Loaded 800 flights from Neo4j

Sample flight data:
+-----------+-------------+-----------+------+-----------+
|aircraft_id|flight_number|operator   |origin|destination|
+-----------+-------------+-----------+------+-----------+
|AC1013     |EX370        |ExampleAir |PHX   |SEA        |
|AC1014     |SK739        |SkyWays    |SEA   |SFO        |
|AC1012     |NO833        |NorthernJet|ATL   |LAX        |
|AC1008     |NO234        |NorthernJet|DFW   |LAX        |
|AC1001     |EX199        |ExampleAir |MIA   |SFO        |
+-----------+-------------+-----------+------+-----------+
only showing top 5 rows

Actual Output: Federated Query (Databricks Runtime 17.3 LTS)

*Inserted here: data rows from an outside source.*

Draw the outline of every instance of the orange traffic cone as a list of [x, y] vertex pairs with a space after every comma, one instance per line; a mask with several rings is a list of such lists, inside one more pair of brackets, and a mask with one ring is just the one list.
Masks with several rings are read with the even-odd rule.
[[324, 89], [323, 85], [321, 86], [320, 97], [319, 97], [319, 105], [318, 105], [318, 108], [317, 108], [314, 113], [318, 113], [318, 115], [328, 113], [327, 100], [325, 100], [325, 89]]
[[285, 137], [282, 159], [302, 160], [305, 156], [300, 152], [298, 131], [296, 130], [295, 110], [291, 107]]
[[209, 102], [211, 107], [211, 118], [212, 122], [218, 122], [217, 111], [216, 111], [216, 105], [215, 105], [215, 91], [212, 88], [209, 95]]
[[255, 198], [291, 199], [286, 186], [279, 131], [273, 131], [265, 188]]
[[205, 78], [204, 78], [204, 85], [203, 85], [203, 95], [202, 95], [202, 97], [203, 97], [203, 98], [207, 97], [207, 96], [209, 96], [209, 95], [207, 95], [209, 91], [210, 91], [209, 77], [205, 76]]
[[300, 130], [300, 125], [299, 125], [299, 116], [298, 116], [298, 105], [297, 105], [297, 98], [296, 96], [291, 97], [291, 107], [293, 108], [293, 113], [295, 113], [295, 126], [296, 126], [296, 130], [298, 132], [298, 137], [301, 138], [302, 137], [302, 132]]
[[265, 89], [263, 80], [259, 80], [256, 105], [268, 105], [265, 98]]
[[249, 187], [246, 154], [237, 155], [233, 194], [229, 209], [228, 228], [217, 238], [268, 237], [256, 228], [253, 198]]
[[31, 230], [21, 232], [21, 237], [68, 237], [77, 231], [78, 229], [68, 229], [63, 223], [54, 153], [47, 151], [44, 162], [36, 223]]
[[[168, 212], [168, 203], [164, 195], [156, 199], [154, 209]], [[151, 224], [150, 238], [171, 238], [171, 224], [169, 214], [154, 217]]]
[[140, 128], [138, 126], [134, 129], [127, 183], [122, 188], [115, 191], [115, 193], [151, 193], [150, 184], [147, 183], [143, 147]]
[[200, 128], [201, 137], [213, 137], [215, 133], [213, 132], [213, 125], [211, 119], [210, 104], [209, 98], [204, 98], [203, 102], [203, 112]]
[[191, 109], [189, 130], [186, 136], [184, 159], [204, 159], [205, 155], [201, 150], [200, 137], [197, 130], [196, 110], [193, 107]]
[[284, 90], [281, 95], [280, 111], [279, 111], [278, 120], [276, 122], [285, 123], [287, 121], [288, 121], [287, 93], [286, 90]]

This federated result was produced live on Databricks, JOINing Neo4j flight data with Delta engine sensor readings:

Flight Operations + Engine Performance
Delta: sensor_readings (Engine sensors), sensors, systems, aircraft
Neo4j: Flight nodes (Spark Connector)
==========================================================================================
+-----------+--------+-----------+-------------+-------+------------+---------+--------+------+
|tail_number|model   |operator   |total_flights|origins|destinations|avg_egt_c|fuel_kgs|n1_rpm|
+-----------+--------+-----------+-------------+-------+------------+---------+--------+------+
|N86057G    |A321neo |RegionalCo |51           |12     |12          |671.6    |1.39    |4768.0|
|N63098R    |A320-200|SkyWays    |48           |11     |12          |671.6    |1.39    |4768.0|
|N89365K    |A321neo |RegionalCo |48           |12     |12          |671.6    |1.39    |4768.0|
|N95040A    |B737-800|ExampleAir |47           |12     |12          |671.6    |1.39    |4768.0|
|N76758N    |A320-200|SkyWays    |46           |12     |12          |671.6    |1.39    |4768.0|
|N15332P    |E190    |NorthernJet|46           |10     |11          |671.6    |1.39    |4768.0|
|N81338F    |A320-200|SkyWays    |45           |12     |12          |671.6    |1.39    |4768.0|
|N84110I    |B737-800|ExampleAir |43           |12     |12          |671.6    |1.39    |4768.0|
|N30268B    |A320-200|SkyWays    |41           |12     |12          |671.6    |1.39    |4768.0|
|N96107S    |A321neo |RegionalCo |41           |12     |12          |671.6    |1.39    |4768.0|
|N44342Q    |B737-800|ExampleAir |41           |12     |12          |671.6    |1.39    |4768.0|
|N46224T    |E190    |NorthernJet|40           |12     |10          |671.6    |1.39    |4768.0|
|N84703L    |E190    |NorthernJet|40           |12     |12          |671.6    |1.39    |4768.0|
|N13211H    |E190    |NorthernJet|39           |9      |12          |671.6    |1.39    |4768.0|
|N54980C    |A321neo |RegionalCo |34           |12     |11          |671.6    |1.39    |4768.0|
|N32276J    |A320-200|SkyWays    |33           |12     |12          |671.6    |1.39    |4768.0|
|N37272D    |E190    |NorthernJet|30           |11     |10          |671.6    |1.39    |4768.0|
|N65164O    |A321neo |RegionalCo |30           |12     |12          |671.7    |1.39    |4768.0|
|N26760M    |B737-800|ExampleAir |30           |11     |12          |671.6    |1.39    |4769.0|
|N53032E    |B737-800|ExampleAir |27           |10     |12          |671.6    |1.39    |4768.0|
+-----------+--------+-----------+-------------+-------+------------+---------+--------+------+

Key Difference from Query 3

This query filters Delta sensor data to engine systems only (WHERE sys.type = 'Engine'), while Query 3 includes all sensor types. It also uses INNER JOINs instead of LEFT JOINs since we only want aircraft with both flight and engine data.